Color coordinates
- Hex triplet: #FDEE00
- sRGB^{B} (r, g, b): (253, 238, 0)
- HSV (h, s, v): (56°, 100%, 99%)
- CIELCh_{uv} (L, C, h): (93, 102, 80°)
- Source: HTML Color Codes
- ISCC–NBS descriptor: Vivid greenish yellow
- B: Normalized to [0–255] (byte)

= Aureolin =

Yellow pigment used in painting

Aureolin (sometimes called cobalt yellow) is a pigment sparingly used in oil and watercolor painting. Its color index name is PY40 (40th entry on list of yellow pigments). It was first made in 1831 by Nikolaus Wolfgang Fischer in Breslau characterizing it as "Doppelsalze" or double-salts and its chemical composition is potassium cobaltinitrite. He characterized it again and wrote more extensively about it in 1842, naming it "Salpetrichtsaures Kobaltoxydkali". In 1851–1852, Edouard Saint-Evre synthesized cobalt yellow independently. He is credited with the introduction of cobalt yellow as an artists pigment. The investigation by Gates gives the exact modern procedures for the preparation of aureolin and also the methods for its identification in paintings.

Aureolin is rated as permanent in some reports but there are other sources which rate it as unstable in oils but pronounce it stable in watercolors. Others find it unstable in watercolors, fading to greyish or brownish hues. It is a transparent, lightly staining, light valued, intense medium yellow pigment.

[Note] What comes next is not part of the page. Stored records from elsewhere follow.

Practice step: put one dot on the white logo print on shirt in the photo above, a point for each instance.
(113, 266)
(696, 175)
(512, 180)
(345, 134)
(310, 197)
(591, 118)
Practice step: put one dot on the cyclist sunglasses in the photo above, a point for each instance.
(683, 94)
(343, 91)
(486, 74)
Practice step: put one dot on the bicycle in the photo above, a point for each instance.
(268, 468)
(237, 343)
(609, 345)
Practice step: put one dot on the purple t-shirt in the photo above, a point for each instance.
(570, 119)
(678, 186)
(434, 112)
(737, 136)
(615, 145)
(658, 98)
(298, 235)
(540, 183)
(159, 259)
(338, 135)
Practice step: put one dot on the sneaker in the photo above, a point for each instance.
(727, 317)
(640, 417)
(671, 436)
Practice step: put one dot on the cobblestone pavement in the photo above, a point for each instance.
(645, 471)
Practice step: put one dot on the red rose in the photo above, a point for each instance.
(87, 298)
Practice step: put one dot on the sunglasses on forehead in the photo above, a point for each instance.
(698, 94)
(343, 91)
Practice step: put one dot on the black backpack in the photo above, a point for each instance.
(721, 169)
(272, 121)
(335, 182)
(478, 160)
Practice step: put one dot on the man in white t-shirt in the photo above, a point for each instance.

It is a rather expensive pigment and sold by several manufacturers of oil paints such as Grumbacher, Michael Harding, and Holbein. However, the pigment was never popular as an oil color and is much more widely available as a watercolor from manufacturers such as: Winsor & Newton, Talens Rembrandt, Rowney Artists, Sennelier, Art Spectrum and Daniel Smith.